On 2/16/11 at 10:46 AM, roderick at sanfransystems.com (Roderick 
Llewellyn) pronounced:

>Hello,
>
>I just wanted to put my two cents in one Steve Piercy's advice. 
>I agree with a lot of what he says. But when he says "I set 
>aside my fears of not having  medical benefits", I have some 
>cautions there based on my experience. I too gave up on them 
>when I went to doing all contract work. I acquired individual 
>insurance. As long as you can get that, get it right now. The 
>problem is that when you reach about 50 years old (I know that 
>for some of you that seems basically infinitely far away.... 
>let me assure you that it is not, and this advice is meant for 
>you!), you become extremely undesirable customers for insurance 
>companies. You will get endless offers from car, fire, and life 
>insurance firms, but you won't hear word 1 from medical 
>insurance companies. They will use any possible excuse to deny 
>you coverage. Again, if you are a 20 something or even in your 
>30s, this seems totally irrelevant: insurance is cheap, you 
>never get sick, you really would rather have a fast car, and 
>hey, you're immortal, right?
>
>Now what happened to me was I took a full time job with good 
>medical coverage, and my own insurance was getting expensive, 
>so I dropped my individual coverage. Within a year I tired of 
>the full time job and quit. Lo and behold, since I no longer 
>had individual coverage, no firm was obligated to cover me 
>(thank you Republicans!). So they all turned me down. In 
>America, you have no right whatsoever to medical insurance. 
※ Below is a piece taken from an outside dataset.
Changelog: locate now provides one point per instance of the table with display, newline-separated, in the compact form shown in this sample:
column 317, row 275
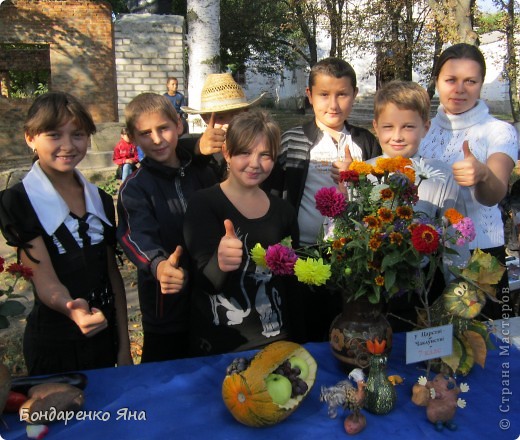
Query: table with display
column 182, row 400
>That's what we call "capitalism". What it means is that if you 
>have a major disaster, you will be essentially bankrupted. 
>Everything you have made in your entire life will be dissolved 
>to pay for that liver transplant or whatever.
>
>As long as you have an existing individual plan, very easy to 
>obtain when you are young and healthy (but not, unfortunately, 
>immortal), and you keep paying your premiums, your insurer will 
>keep you on and cannot kick you out. You want to do this until 
>you are eligible for Medicare. Again, I know this seems so far 
>away as to be practically unimaginable to many of you, but 
>consider that all the retirement plans, 401Ks, stock equity 
>you're drooling over, that house you picked up cheap during our 
>bust, etc.... all could be lost because of one disease. Even 
>that fast car! So it's pointless to plan for all of those 
>things and not focus on this insurance issue.
>
>This is the true tyranny of the American system. If you are a 
>full-time employee, you get free or nearly free medical 
>coverage. But if you leave employment, you only get Cobra 
>(which by the way if you are gay, it does NOT cover your 
>partner, because it's a Federal program and as you probably 
>know, the Feds only recognize the existence of gay people in 
>one context: you can't serve in the Army), which lasts 18 
>months (plus 18 more covered by California). Once that time 
>expires, you are on your own. And if you are now 50, forget 
>about getting medical insurance. This in turn will force you to 
>take full time work to get coverage. But guess what: hi-tech 
>firms want to hire 50 year olds about as much as medical 
>insurance companies want to cover them!
>
>So my advice is to think very carefully about this issue. Don't 
>just assume that "if I need it I can get it". That's like 
>saying "I won't buy fire insurance until my house burns down." 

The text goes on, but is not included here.